St. Thérèse Couderc
Time Period:
1805-1885
Feast Day:
September 26
Title/Attributes:
Virgin, Foundress
Location of Relic:
Back Left Reliquary - Right Section
Type of Relic:
Clothing

The fourth of the twelve children of Claude Michel and Anne Méry, Marie-Victoire Couderc was born on 1 February 1805 in Mas de Sablières, between the countryside and mountains of Vivarais, in the department of Ardèche.
Peasants with few resources, her parents were able to provide her with an education only between the ages of 17 and 20, at the Sisters of Saint Joseph in Les Vans. Her entire life was spent in villages and towns (Aps, Les Vans, Sablières, La Louvesc) in the diocese of Viviers. In 1825, Maria Vittoria had the opportunity to listen to the missionary Father Terme, who came to her town for a series of preaching. He was a priest also known as the founder (1821) of the teaching nuns, called “of Saint Francis Régis” (from the name of the great Jesuit evangelizer of the seventeenth century, who died while preaching in these lands and was buried in La Louvesc). This meeting helped her find a path.
Father Terme welcomed her among his nuns, and in 1827 she took her vows with the name of Sister Teresa. The following year she went up with two nuns to the thousand meters of La Louvesc, to run a hostel that in the summer welcomed women and girls on pilgrimage to the tomb of Saint Francis Régis. There, in 1829, she was already a reformer: the hostel became a house of prayer.
The diversification of tasks leads to a distinction between the nuns: the teachers remain “Sisters of Saint Francis Régis”; those involved in spiritual retreats take the name of “Ladies of the retreat at the Cenacle”. In 1834, after the death of Father Terme, Teresa places herself under the guidance of Father Renault, provincial of the Jesuits, who in 1836 separates the teaching nuns from those of the retreat.

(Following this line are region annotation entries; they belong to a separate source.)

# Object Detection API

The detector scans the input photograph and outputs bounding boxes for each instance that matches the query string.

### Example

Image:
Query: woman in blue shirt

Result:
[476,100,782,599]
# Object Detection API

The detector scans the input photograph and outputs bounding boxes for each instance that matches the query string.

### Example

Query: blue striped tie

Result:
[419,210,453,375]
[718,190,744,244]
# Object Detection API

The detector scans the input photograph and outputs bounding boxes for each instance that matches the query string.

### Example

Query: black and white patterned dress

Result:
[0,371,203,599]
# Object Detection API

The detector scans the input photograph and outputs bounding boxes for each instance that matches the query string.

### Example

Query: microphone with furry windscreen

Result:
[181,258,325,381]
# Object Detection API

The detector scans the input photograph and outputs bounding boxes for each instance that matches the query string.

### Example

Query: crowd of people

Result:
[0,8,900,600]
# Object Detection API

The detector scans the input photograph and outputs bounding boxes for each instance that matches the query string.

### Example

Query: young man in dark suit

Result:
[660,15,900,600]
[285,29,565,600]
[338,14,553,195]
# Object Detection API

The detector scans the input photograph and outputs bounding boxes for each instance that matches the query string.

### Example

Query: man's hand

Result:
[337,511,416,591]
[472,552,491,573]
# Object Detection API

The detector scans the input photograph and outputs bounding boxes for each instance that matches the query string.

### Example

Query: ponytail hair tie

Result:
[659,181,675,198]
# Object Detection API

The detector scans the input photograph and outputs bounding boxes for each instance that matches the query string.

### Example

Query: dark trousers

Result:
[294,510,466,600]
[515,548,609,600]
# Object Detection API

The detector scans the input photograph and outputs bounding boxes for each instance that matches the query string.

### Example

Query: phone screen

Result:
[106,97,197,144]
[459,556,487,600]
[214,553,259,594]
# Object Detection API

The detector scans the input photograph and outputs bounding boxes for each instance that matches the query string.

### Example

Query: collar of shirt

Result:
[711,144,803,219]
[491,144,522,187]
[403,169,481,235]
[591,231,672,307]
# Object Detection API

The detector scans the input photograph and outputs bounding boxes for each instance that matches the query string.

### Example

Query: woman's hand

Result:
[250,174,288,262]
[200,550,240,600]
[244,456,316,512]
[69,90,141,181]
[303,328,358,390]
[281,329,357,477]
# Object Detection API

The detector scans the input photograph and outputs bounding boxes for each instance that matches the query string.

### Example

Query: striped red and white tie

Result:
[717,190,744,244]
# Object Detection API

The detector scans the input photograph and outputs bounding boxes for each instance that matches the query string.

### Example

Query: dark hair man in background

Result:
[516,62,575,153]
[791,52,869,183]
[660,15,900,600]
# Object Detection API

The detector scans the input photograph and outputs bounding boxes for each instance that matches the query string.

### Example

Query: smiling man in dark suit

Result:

It is she who leads the latter, but not for long. In 1838 she is dismissed, and in her place a woman who has recently entered the institute is appointed, with the title of countess. (She will then be dismissed before she damages the institute). Teresa responds to all this by inviting her sisters to obey the new arrival. Once the countess is “fired”, Teresa remains in the corner: for many she is now “the elder”. They will then call her to face a crisis in the community of Paris. She will be local superior here and there, but excluded from the top; and always very sure of working for the Institute of the Cenacle just like that, from offense to offense. She repeats that one must abandon oneself to God (se livrer). She obeys, is silent, sees the community grow, which takes the name of “Our Lady of the Cenacle”, spread throughout the world as a “simple and happy religious formula: a synthesis of contemplative life and active life; of personal, community and social life, of silence and of speech" (Paul VI).
Mother Teresa, after having given this gift to the Church, goes from one small community to another. Sick, she does not ask to be healed, but to know how to face evil. While the Institute opens to France and the world, she is peripheral superior in Fourvières, and the announcement of her death is given by the sisters with the singing of the Magnificat. Paul VI will proclaim her a saint in 1970. Her body is kept in an urn in the cenacle of La Louvesc-Ardèche (France).